The shift to 5G was supposed to be the next big thing for telcos. Telecom companies are betting big on it, and they had a solid rollout plan. However, with Canadians sitting at home thanks to the pandemic-induced lockdown, these plans went on a slow burn.
5G stocks took a hit on the stock market but have reported better-than-expected results for the third quarter, and there’s a lot of clarity on their future now. Here’s a quick look at two companies that are excellent dividend payers and have a strong handle on their businesses, too.
Telus has a forward yield of 5.1%
Telus (TSX:T)(NYSE:TU) added 277,000 subscribers in Q3 and increased revenue by 7.7% to $4 billion. However, EBITDA (earnings before interest, tax, depreciation, and amortization) declined by 3.1% to $1.4 billion.
Telus currently sports a forward yield of 5.1%, and the company reinstated its multi-year dividend-growth program. It’s in its 10th year, and Telus is targeting an annual dividend growth of between 7% and 10% through 2022.
The pandemic has directly benefitted the company’s internet business, as more people are staying at home. Internet connections are up 7.2% in the last 12 months to almost 2.1 million customers, while its TV subscriber base has grown by 4.4% and to 1.2 million. Comparatively, its security customer base expanded to 684,000.
The company’s mobile phone base has grown at a slower rate, both due to the high base rate and the fact that phone usage has dropped significantly thanks to the pandemic. While Telus’s wireless subscriber base has grown to 10.6 million and is up 4.9% over the last 12 months, its mobile phone subscribers have grown only 2.3% to 8.9 million while its mobile-connected devices subscriber base has grown 20.3% to over 1.7 million.
Telus acquired Lionbridge AI for $1.2 billion in November. Lionbridge is a provider of crowd-based training data and annotation platform solutions used in the development of AI algorithms to power machine learning. This is a very smart play, as the company moves to expand beyond its phone and internet businesses.
BCE is a Dividend Aristocrat
BCE (TSX:BCE)(NYSE:BCE) is trading at $55.75 and has a very attractive dividend payout of 6%. The company’s third-quarter figures saw it achieve over $1 billion of cash flow. It ended Q3 with $5.2 billion in liquidity, and this doesn’t include approximately $940 million in cash that it received from the sale of Bell data centres to Equinix.
BCE owns over 30 TV and radio stations, and this vertical has borne the brunt of the pandemic, as media advertising reduced. Q3 revenues for BCE decreased by 2.6% to $5.7 billion compared to $5.9 billion in Q3 of 2019.

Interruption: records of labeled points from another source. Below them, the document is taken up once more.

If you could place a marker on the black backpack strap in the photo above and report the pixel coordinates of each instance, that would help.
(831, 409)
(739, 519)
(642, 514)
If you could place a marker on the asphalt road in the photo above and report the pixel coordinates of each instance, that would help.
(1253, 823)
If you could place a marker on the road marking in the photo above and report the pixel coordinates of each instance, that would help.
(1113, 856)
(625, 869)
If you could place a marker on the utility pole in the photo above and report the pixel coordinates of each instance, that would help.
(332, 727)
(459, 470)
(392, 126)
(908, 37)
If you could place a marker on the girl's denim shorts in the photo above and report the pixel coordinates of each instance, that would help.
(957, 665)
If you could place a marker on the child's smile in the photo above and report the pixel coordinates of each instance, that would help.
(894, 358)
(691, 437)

The company added 128,168 total wireless postpaid and prepaid net customers. It also added 81,696 net retail Internet and IPTV customers to its wireline broadband subscribers. Internet revenue grew by 10%. BCE claims to have Canada’s fastest 5G network, and it has been rolling out its service this year. Expect the company to derive massive benefits from this once the pandemic subsides and people start going out again.
As Fellow Fool Andrew Walker told us in the last week of October, BCE is a strong company with solid fundamentals and can move up by 20% by the end of 2021.